A Chicago police officer was injured five months ago when he accidentally rode his bike into this pothole near Boystown during a nighttime patrol.
Now, you might be thinking the city would expedite the repair of a pothole that caused one of its police officers to go flying from his bicycle.
And you’d be wrong.
As of Thursday morning – almost exactly five months after the officer’s injuries – the long, narrow, and deep hole remains in place. And it’s growing.
Oh, to be sure, the city did send someone out shortly after the officer crashed. They placed a traffic barrel and a bollard over the hole.
The traffic barrel is still there. The bollard is gone.
An observant neighbor noticed the hole this week and posted about it on Lakeview News Uncensored’s Facebook page.
“This puzzles me….How is this still like this?” the man asked.
Around 11:15 p.m. on July 8, a 19th District bicycle patrol team was traveling westbound on the 600 block of West Addison when his front tire fell into the hole, a CPD spokesperson said at the time.
The officer was thrown from the bike and had to be treated at Advocate Illinois Masonic Medical Center. His bike was heavily damaged, the department said.
Within 12 hours, city workers placed the barrel and bollard over the hole.
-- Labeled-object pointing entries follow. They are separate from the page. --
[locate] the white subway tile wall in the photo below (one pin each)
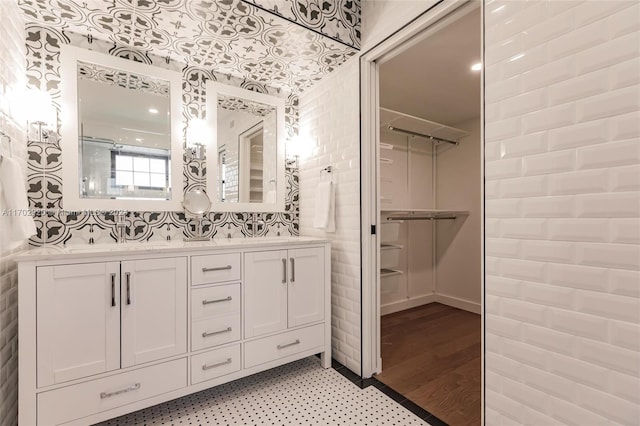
(562, 212)
(329, 122)
(12, 80)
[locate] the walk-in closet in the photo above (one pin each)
(430, 238)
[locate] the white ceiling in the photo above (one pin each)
(433, 79)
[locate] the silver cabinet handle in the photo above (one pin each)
(218, 268)
(128, 275)
(113, 289)
(293, 269)
(219, 364)
(133, 387)
(284, 271)
(297, 342)
(213, 333)
(208, 302)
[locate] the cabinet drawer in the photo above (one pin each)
(215, 301)
(279, 346)
(215, 331)
(84, 399)
(215, 268)
(216, 363)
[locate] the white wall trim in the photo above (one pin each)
(456, 302)
(407, 304)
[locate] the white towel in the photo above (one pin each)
(16, 224)
(325, 208)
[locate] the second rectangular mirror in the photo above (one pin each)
(246, 156)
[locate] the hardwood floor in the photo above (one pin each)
(431, 355)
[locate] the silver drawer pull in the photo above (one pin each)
(104, 395)
(297, 342)
(213, 333)
(284, 271)
(218, 268)
(219, 364)
(208, 302)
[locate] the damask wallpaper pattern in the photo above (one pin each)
(56, 226)
(338, 19)
(230, 41)
(229, 36)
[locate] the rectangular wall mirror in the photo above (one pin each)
(121, 134)
(247, 165)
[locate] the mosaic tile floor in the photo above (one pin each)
(300, 393)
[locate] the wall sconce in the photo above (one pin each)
(197, 134)
(41, 116)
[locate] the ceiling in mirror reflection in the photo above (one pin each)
(123, 107)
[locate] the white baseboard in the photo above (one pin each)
(407, 304)
(465, 305)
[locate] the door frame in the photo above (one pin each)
(437, 17)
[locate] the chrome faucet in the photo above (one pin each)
(254, 223)
(121, 228)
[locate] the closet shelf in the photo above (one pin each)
(415, 214)
(426, 128)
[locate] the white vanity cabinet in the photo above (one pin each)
(283, 289)
(78, 321)
(107, 332)
(93, 318)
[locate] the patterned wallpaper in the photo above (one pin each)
(45, 163)
(338, 19)
(230, 36)
(230, 41)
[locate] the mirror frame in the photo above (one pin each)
(71, 200)
(214, 89)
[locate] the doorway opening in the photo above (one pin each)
(425, 127)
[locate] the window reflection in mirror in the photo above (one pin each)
(247, 150)
(124, 129)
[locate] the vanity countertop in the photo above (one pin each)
(56, 252)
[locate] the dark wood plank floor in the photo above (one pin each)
(431, 355)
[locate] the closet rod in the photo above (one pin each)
(422, 135)
(412, 217)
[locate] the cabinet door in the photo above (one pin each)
(265, 292)
(306, 286)
(78, 321)
(154, 309)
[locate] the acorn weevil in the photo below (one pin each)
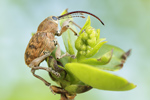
(43, 43)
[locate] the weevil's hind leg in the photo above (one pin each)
(66, 26)
(58, 53)
(46, 83)
(35, 66)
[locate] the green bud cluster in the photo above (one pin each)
(87, 40)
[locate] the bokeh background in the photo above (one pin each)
(127, 25)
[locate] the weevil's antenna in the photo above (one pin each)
(81, 12)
And then, nothing else happened.
“I live in front of it,” another resident said on Facebook. “It’s puzzled me for sometime.”
In July, an officer at the scene said the pothole was a foot wide, more than three feet long, and up to three feet deep.
When a CWBChicago editor visited the site this week, the hole was just as wide, just as deep, and even longer.
We could not find any work order to repair the pothole in the city’s pothole database. And no pothole repair has been made on the 600 block of Addison in the past year, according to the Department of Transportation’s pothole tracker.
Following an inquiry from CWBChicago on Thursday, 46th Ward Ald. James Cappleman’s chief of Staff Tressa Feher said her office would immediately open a ticket for repair with the Department of Water Management.